Jane Hume’s future had been in doubt after a conservative takeover in Victoria. (ABC News: Nick Haggarty)
Prime Minister Scott Morrison has used his authority to end an impasse over preselections in Victoria and ensure senators James Paterson and Jane Hume are re-endorsed.
The senators had expected their preselections to be finalised 18 months ago but a conservative takeover in Victoria complicated the process and put Senator Hume’s future, in particular, in doubt.
The ABC understands Mr Morrison intervened almost immediately after taking over the top job and, together with his deputy and senior Victorian Liberal Josh Frydenberg, told the state’s Liberal president Michael Kroger to endorse the pair.

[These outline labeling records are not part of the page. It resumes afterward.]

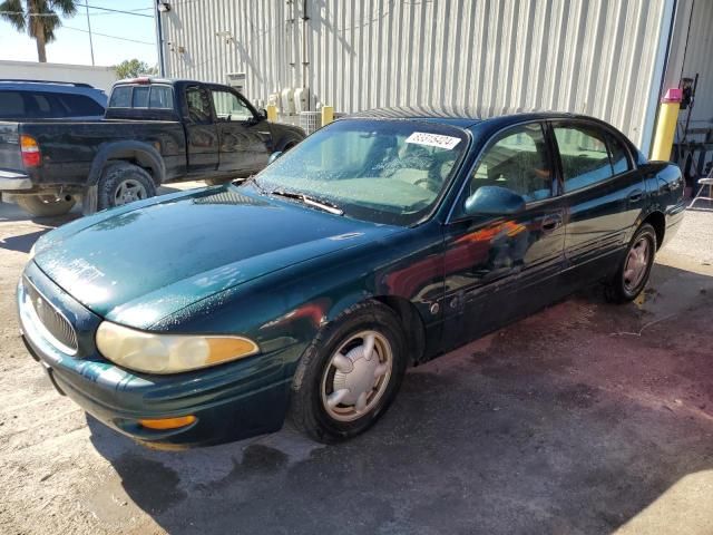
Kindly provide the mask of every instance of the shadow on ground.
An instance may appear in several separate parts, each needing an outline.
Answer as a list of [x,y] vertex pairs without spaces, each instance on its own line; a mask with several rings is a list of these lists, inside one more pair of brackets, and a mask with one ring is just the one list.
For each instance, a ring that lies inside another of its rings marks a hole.
[[713,278],[657,265],[639,305],[589,291],[411,370],[339,446],[286,429],[160,453],[89,419],[116,478],[84,499],[175,534],[608,534],[713,468],[712,313]]

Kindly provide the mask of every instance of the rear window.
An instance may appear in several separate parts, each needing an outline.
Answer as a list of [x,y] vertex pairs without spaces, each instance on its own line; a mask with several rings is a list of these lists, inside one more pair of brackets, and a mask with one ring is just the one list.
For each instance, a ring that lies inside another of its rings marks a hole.
[[174,91],[166,86],[152,86],[149,108],[174,109]]
[[111,91],[110,108],[130,108],[131,107],[131,86],[115,87]]
[[169,86],[118,86],[111,91],[109,107],[173,109],[174,90]]
[[131,97],[133,108],[148,108],[148,91],[150,87],[135,87]]

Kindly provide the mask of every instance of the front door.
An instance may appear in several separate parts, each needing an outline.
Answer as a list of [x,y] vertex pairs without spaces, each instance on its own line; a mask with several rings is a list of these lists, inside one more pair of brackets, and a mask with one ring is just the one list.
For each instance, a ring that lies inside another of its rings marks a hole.
[[211,174],[218,166],[218,134],[213,123],[211,97],[206,88],[186,88],[187,167],[189,174]]
[[236,93],[213,88],[219,145],[218,171],[248,175],[267,165],[272,152],[270,125]]
[[[555,299],[565,206],[551,153],[545,126],[529,123],[498,135],[476,164],[445,231],[445,350]],[[484,185],[518,193],[525,210],[467,215],[465,201]]]
[[553,125],[567,201],[565,255],[573,286],[615,270],[645,202],[644,181],[618,136],[599,125]]

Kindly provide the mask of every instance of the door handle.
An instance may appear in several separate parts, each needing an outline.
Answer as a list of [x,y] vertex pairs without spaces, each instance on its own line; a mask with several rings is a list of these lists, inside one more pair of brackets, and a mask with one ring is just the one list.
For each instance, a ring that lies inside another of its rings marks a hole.
[[560,226],[561,215],[559,214],[546,215],[545,218],[543,218],[543,231],[545,232],[551,232]]

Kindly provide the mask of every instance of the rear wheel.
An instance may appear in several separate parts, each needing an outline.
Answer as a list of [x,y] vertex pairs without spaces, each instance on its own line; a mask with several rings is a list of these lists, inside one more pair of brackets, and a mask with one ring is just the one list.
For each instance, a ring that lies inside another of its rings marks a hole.
[[365,302],[321,332],[300,361],[292,386],[294,425],[322,442],[369,429],[401,385],[407,343],[391,309]]
[[76,201],[74,197],[67,200],[55,195],[17,195],[14,202],[37,217],[53,217],[68,213]]
[[104,171],[97,195],[97,207],[104,210],[153,197],[156,195],[156,186],[145,169],[120,162],[109,165]]
[[622,265],[606,285],[607,300],[624,303],[636,299],[648,282],[655,255],[656,231],[645,223],[634,234]]

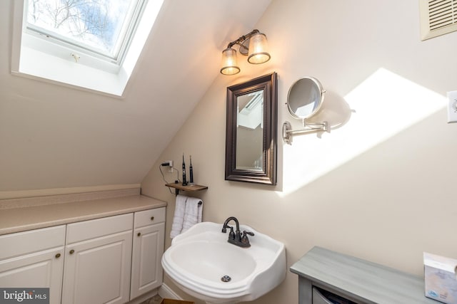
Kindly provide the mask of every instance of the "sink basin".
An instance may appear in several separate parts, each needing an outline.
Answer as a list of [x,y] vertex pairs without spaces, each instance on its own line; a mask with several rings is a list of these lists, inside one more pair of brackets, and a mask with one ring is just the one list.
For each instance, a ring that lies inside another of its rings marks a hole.
[[283,281],[282,243],[240,225],[255,234],[251,247],[241,248],[228,243],[221,229],[221,224],[202,222],[173,239],[162,266],[178,287],[207,303],[231,303],[253,300]]

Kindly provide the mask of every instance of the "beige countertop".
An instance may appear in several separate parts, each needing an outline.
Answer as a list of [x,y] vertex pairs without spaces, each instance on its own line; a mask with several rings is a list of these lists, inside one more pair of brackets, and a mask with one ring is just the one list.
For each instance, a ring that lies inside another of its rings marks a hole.
[[0,235],[166,206],[165,201],[134,195],[0,209]]

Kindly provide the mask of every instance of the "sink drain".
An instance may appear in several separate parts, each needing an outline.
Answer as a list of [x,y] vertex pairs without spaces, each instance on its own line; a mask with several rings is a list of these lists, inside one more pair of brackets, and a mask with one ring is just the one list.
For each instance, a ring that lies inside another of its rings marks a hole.
[[222,278],[221,278],[221,281],[222,282],[230,282],[231,280],[231,278],[229,277],[228,276],[224,276]]

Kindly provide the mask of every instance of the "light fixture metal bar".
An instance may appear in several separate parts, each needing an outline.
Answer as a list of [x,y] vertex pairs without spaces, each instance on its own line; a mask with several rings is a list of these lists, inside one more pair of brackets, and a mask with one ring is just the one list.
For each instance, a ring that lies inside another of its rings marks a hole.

Victoria’s administrative committee followed Mr Morrison’s directive when it met, and has put Senators Paterson and Hume at the top of the state’s Upper House ticket.
Powerbroker pair step down
In another twist, conservative Victorian powerbroker Marcus Bastiaan has announced he and his wife, Stephanie Ross, will be stepping down from senior positions within the party due to family reasons.
Marcus Bastiaan has announced he and his wife, Stephanie Ross, will be stepping down from senior positions within the Liberal Party. (ABC News: Four Corners)
Mr Bastiaan is a key backer of Mr Kroger’s who has been accused by moderates of recruiting Mormons and Christian groups to branches across the state.
Some observers believed his ascension to the vice-presidency changed the dynamic of the Victorian branch and put the preselection of moderate candidates at risk.
In the midst of this power-play, Senators Paterson and Hume have spent months attending every branch meeting and party function across the state, building support for their preselection bids.
While prime ministers often stay out of preselections, Mr Morrison would have been keen to end a potentially damaging factional row endangering the political future of one of the few Liberal women in his ranks.
Before losing the top job, Malcolm Turnbull intervened to save the political career of New South Wales Liberal Ann Sudmalis following the shock preselection defeat of Jane Prentice in Queensland.
Mr Turnbull had also been putting pressure on the Victorian branch to settle its candidates, so the party was ready to fight an election early next year.